Figure 1 is a block diagram showing a conventional frequency conversion device, Figure 2 is a block diagram showing a conventional frequency conversion device.
The figure is a waveform diagram for explaining the operation of FIG. 1, FIG. 3 is a block diagram of a frequency converter showing an embodiment of the present invention, and FIG. 4 is a waveform diagram for explaining the operation of FIG. , FIG. 5 is a diagram showing a specific circuit example of a part of the circuit shown in FIG. 1... Inverter, 2... DC reactor, 3...
・Forward converter, 4...Tank load circuit, 5...Transformer, 6...Zero point detector, 7...Triangular wave generation circuit, 8.
... Comparator, 9... Commutation margin time setting device, 10...
Divider, 11... Output reference signal setter, 12... Phase control circuit, 13... Adder. Applicant's representative Patent attorney Takehiko Suzue Figure 3 11a 114 Figure 1 'N5 Figure 1937 Director-General of the Japan Patent Office Kazuo Wakasugi 1, Indication of the case Patent application No. 1983-35380 2 Name of the invention Frequency conversion Device control method 3, relationship with the case of the person making the amendment Patent applicant (307) Tokyo Shibaura Koki Co., Ltd. 4, agent 6, specification subject to amendment 7, contents of oil stopper (1) specification No. 1 In the 15th line of the page, ``prevented'' is corrected to ``1 prevent.'' (2) "From 111 on page 1, line 15 of the specification" to "

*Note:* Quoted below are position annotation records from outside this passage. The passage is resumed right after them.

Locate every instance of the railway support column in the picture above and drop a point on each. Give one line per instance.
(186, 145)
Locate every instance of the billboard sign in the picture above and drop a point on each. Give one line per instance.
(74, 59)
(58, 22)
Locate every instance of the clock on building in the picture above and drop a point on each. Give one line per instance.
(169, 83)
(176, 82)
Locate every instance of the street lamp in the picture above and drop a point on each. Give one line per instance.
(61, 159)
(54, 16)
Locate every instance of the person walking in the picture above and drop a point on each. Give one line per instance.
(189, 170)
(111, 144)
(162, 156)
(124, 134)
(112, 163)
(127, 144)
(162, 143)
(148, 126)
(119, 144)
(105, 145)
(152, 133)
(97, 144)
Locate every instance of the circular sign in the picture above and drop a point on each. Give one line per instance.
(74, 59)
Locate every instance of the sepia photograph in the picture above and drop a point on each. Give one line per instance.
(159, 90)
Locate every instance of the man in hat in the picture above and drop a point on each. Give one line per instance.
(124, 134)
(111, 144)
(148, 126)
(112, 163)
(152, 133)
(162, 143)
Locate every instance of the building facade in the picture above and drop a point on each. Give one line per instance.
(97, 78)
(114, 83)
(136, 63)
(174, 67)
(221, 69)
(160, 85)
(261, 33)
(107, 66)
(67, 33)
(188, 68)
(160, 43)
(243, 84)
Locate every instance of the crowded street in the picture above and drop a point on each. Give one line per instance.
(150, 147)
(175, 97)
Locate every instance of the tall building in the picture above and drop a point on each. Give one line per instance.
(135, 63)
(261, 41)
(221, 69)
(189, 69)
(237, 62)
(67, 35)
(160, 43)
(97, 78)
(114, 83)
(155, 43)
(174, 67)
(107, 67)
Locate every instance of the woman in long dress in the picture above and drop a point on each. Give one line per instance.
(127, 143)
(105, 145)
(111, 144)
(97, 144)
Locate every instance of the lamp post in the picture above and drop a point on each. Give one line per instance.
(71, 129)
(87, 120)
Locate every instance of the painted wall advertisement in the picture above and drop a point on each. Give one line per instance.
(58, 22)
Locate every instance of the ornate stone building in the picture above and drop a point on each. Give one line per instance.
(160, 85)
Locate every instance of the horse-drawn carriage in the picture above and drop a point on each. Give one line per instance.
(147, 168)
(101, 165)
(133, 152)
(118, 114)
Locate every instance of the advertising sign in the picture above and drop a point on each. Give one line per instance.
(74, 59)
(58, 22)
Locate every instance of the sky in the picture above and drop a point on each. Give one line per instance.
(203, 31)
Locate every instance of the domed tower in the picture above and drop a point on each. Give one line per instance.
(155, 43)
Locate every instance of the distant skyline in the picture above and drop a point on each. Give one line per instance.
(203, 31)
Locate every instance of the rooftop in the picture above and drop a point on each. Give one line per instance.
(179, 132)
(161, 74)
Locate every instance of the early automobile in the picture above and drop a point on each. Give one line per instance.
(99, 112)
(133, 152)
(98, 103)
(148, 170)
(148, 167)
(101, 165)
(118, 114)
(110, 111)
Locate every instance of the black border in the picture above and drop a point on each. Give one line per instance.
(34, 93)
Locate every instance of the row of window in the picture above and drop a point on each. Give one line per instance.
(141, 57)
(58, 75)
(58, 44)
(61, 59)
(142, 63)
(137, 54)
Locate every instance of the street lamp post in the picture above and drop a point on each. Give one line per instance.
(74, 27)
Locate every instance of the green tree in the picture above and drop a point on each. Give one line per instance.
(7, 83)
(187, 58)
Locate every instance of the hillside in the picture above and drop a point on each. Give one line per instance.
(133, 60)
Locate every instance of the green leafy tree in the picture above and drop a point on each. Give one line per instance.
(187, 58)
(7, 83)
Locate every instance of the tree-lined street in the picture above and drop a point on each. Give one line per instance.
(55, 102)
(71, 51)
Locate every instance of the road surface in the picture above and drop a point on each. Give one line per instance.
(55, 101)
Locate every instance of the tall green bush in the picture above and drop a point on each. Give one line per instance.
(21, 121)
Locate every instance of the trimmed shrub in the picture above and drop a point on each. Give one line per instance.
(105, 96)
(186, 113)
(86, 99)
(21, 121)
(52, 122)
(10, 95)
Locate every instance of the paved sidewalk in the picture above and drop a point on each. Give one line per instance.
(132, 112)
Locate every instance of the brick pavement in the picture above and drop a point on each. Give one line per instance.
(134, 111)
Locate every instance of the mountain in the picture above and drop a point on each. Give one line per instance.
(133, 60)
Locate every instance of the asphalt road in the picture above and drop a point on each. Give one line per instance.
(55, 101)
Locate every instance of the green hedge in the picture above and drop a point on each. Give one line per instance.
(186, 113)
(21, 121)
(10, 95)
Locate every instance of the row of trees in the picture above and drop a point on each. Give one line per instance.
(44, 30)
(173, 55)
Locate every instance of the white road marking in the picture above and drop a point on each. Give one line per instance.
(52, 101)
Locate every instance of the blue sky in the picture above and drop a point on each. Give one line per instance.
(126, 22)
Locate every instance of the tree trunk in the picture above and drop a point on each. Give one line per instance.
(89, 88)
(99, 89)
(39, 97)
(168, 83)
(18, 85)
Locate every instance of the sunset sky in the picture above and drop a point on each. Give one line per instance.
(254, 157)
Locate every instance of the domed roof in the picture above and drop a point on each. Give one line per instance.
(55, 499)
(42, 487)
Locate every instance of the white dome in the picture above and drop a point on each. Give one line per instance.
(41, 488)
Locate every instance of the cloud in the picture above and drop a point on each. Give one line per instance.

11,” he corrected. (3) "Added" in line 7 of No. 50 of the specification is corrected to "added." (4) r tt” on page 6, line 16 of the specification
Correct LJ.

Claims (1)

[Claims] A frequency conversion device consisting of a load commutation type inverter that performs constant margin angle or constant margin time control, characterized by varying the commutation margin time of the inverter according to a reference signal of output voltage or output power. A method for controlling a frequency conversion device.